Displaced Palestinian women carrying their belongings lift a makeshift white flag as they walk past Israeli forces while fleeing the Hamad City area in Khan Yunis in the southern Gaza Strip on Tuesday, March 5, 2024, amid the ongoing conflict between Israel and the Hamas movement. (-/AFP/Getty Images/TNS)

Secretary of State Antony Blinken urged Hamas leaders to agree to a cease-fire deal that would free hostages and halt the war in Gaza, even as he called on Israel to let in more humanitarian aid for increasingly desperate Palestinians.

“It is on Hamas to make decisions about whether it’s prepared to engage in that cease-fire,” Blinken said Tuesday at the State Department in Washington. “It’s also urgent, irrespective of a cease-fire, to dramatically increase the humanitarian assistance getting to people inside of Gaza.”

Blinken spoke Tuesday alongside the Qatari prime minister, Sheikh Mohammed bin Abdulrahman Al Thani, who was in Washington for meetings as part of a broader U.S.-Qatar strategic dialog. Qatar has played a key role as mediator in efforts to win agreements from Israel and Hamas on hostage releases and a cease-fire.

A top member of Israel’s war cabinet, Benny Gantz, is also in Washington for meetings with senior U.S. officials, including scheduled sessions Tuesday with Blinken and Defense Secretary Lloyd Austin. It was unclear whether Gantz and Sheikh Mohammed had plans to meet with one another or jointly with Biden administration officials.

Blinken called the humanitarian situation in Gaza “unacceptable and unsustainable,” just days after scores of Palestinians were killed and injured Thursday during an outbreak of violence in which Israeli troops opened fire near a besieged convoy of aid trucks.

President Joe Biden, who has said the “aid flowing to Gaza is nowhere nearly enough,” said the outbreak of violence near the convoy could set back the cease-fire talks between Israel and Hamas, which is designated a terrorist group by the U.S. and European Union.

The U.S. and Jordan have resorted to using airdrops of assistance, which experts view as an inefficient and ineffective way to distribute aid compared with land crossings.

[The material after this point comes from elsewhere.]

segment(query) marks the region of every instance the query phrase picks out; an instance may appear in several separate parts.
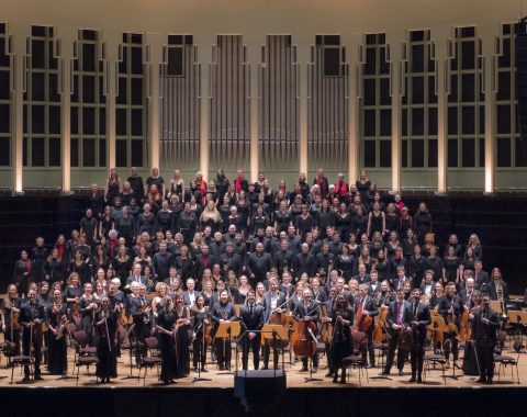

U.S. Central Command said in a statement that it combined with the Royal Jordanian Armed Forces for a second airdrop on Tuesday, releasing more than 36,800 “meal equivalents in Northern Gaza, an area of great need.”

“Israel has to maximize every possible means, every possible method of getting assistance to people who need it,” Blinken said. “It requires more crossings; it requires more aid getting in. And once that aid is in, it requires making sure it can get to the people who need it.”